Por: Noé Guerra Pimentel

México es un país rico, es el número trece en superficie territorial con poco menos de 2 millones de kilómetros cuadrados y 11 mil kilómetros de litoral con frente a los dos océanos más grandes del mundo; su producción petrolera lo ubica en el octavo lugar en extracción; es el primer productor de plata desde hace un lustro, mientras que en oro compite entre los diez primeros productores del orbe. A nivel mundial México se encuentra entre los cinco productores y entre los primeros diez con el atún, igual que en lo agrícola, con una diversidad de productos, más de la mitad en los primeros sitios, como el aguacate, el chile y el limón, además del maíz, sorgo, naranja, fresa, mango, papaya, frijol, uva, café, garbanzo, sandía, miel, cebolla, jitomate, melón, huevo, pollo y carne.
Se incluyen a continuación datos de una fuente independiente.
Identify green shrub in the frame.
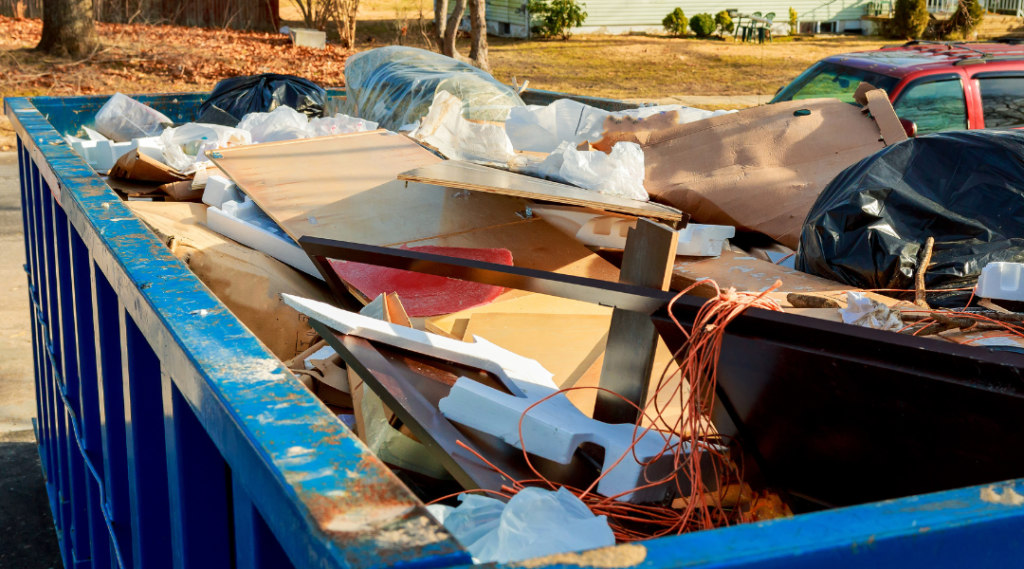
[715,10,733,36]
[942,0,985,40]
[690,14,715,38]
[526,0,587,40]
[662,8,686,36]
[883,0,928,40]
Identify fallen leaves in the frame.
[0,16,353,96]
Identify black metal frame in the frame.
[299,237,1024,506]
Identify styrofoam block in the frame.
[438,378,689,502]
[206,205,324,280]
[530,205,736,257]
[281,295,557,396]
[71,138,164,173]
[203,176,244,208]
[977,263,1024,301]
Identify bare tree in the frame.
[441,0,466,59]
[469,0,490,73]
[292,0,337,31]
[434,0,447,46]
[334,0,359,49]
[36,0,99,57]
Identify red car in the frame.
[771,40,1024,134]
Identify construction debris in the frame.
[81,47,1024,563]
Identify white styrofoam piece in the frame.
[206,202,324,280]
[71,133,164,173]
[977,263,1024,301]
[203,176,244,208]
[438,378,688,502]
[281,295,557,396]
[530,206,736,257]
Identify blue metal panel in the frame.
[6,97,469,569]
[162,374,234,569]
[89,263,133,567]
[120,310,172,569]
[231,474,295,569]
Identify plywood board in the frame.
[210,131,526,246]
[463,312,611,387]
[398,160,684,221]
[424,293,612,339]
[672,251,897,307]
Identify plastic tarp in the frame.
[342,45,523,131]
[797,130,1024,307]
[199,73,327,121]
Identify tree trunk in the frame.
[434,0,447,45]
[36,0,98,57]
[469,0,490,73]
[441,0,466,59]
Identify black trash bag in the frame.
[199,73,327,124]
[797,130,1024,308]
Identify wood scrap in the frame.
[913,237,935,310]
[110,148,191,183]
[594,219,679,423]
[398,160,689,222]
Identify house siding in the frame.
[540,0,867,30]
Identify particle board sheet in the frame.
[672,251,897,307]
[205,131,526,246]
[398,160,684,221]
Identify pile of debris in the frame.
[72,47,1024,563]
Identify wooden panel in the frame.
[212,131,525,245]
[424,293,611,338]
[398,160,683,221]
[672,251,896,307]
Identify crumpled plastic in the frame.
[160,123,252,174]
[505,99,735,152]
[427,487,615,563]
[96,93,174,142]
[410,91,515,167]
[511,141,650,202]
[306,113,378,136]
[341,45,523,130]
[839,291,905,332]
[238,105,309,144]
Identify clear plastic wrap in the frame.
[342,45,523,131]
[429,488,615,563]
[238,105,309,144]
[96,93,174,142]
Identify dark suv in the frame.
[771,42,1024,134]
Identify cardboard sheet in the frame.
[609,99,895,249]
[127,202,332,360]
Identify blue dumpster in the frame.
[5,93,1024,569]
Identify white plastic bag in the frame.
[160,123,252,174]
[428,488,615,563]
[306,113,377,136]
[520,141,650,202]
[236,105,309,144]
[839,292,903,332]
[410,91,515,166]
[96,93,174,142]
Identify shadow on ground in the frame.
[0,430,63,569]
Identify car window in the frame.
[893,79,967,134]
[772,61,898,104]
[978,77,1024,128]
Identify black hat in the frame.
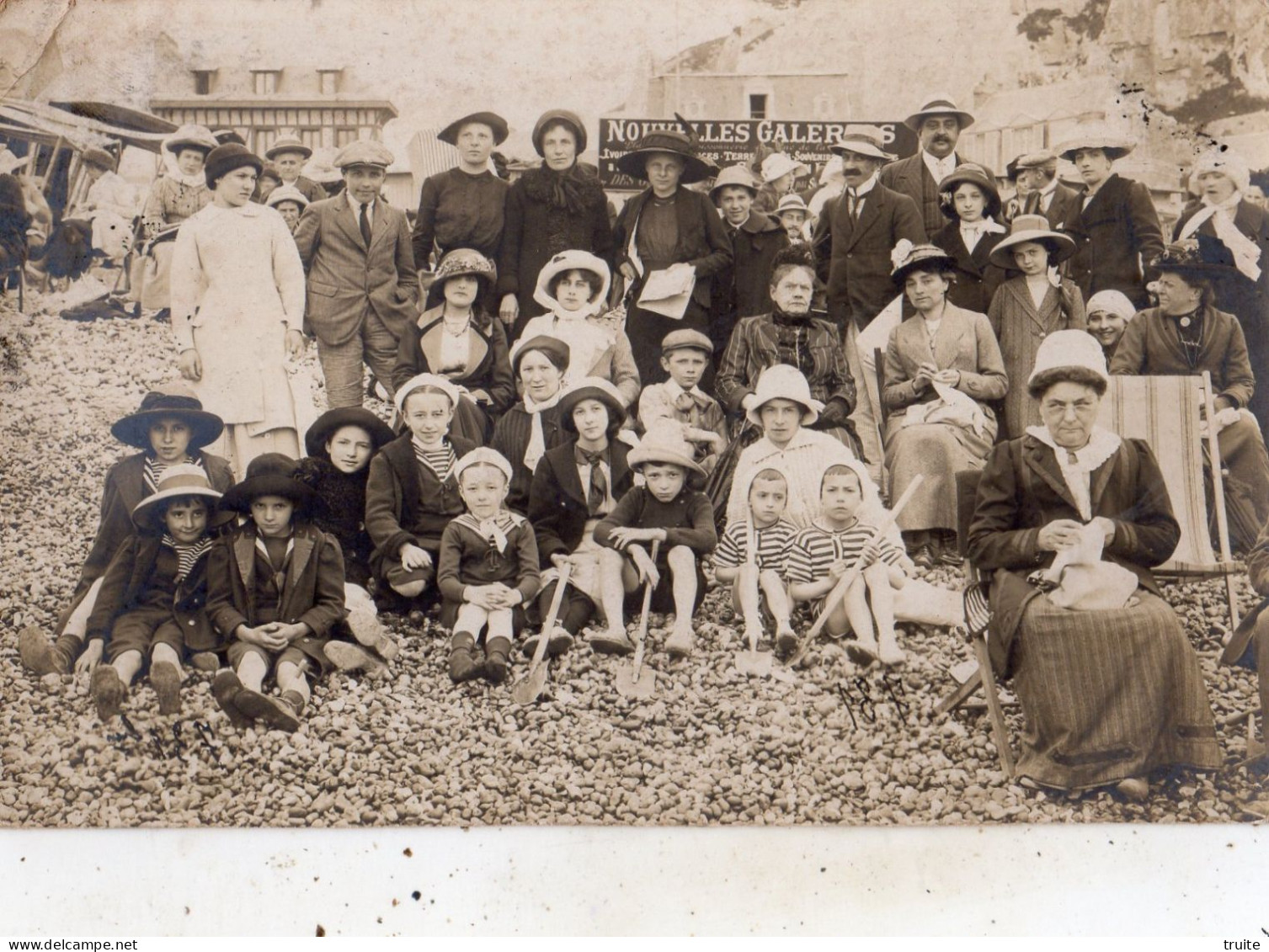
[221,453,317,513]
[203,142,264,190]
[305,407,396,460]
[110,383,225,449]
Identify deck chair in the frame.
[1098,372,1244,632]
[934,470,1014,779]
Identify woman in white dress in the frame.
[171,142,305,479]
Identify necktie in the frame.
[578,447,608,515]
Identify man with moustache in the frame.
[881,95,989,244]
[295,140,419,410]
[813,125,924,330]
Gran riqueza, especialmente en alimentos, pero en medio de tal abundancia encontramos que el 85% de la población vive en la pobreza y que uno de cada cinco mexicanos sufre pobreza extrema o no tiene lo indispensable para vivir.

Ante dicha realidad, efecto sin duda de malas decisiones y políticas entreguistas que se han arrastrado junto con otros yerros y el agravante de la corrupción, es lo que hoy como sociedad nos tiene así contra la pared, con los sistemas nacionales de salud y de educación, por mencionar los dos de mayor impacto, prácticamente fracturados, por lo que se ha llegado al extremo de instrumentar políticas emergentes para atender la pobreza mediante programas como: Oportunidades, entre otros, con el que sistemáticamente se entregan despensas (una bolsa con un kilo de frijol, arroz, azúcar y sal, medio litro de aceite, dos bolsas de sopa de pasta, un paquete de leche en polvo, y, excepcionalmente, uno de harina de maíz), que con leche a bajo costo se reparten cada mes a las familias mexicanas, pero no a todas las del país.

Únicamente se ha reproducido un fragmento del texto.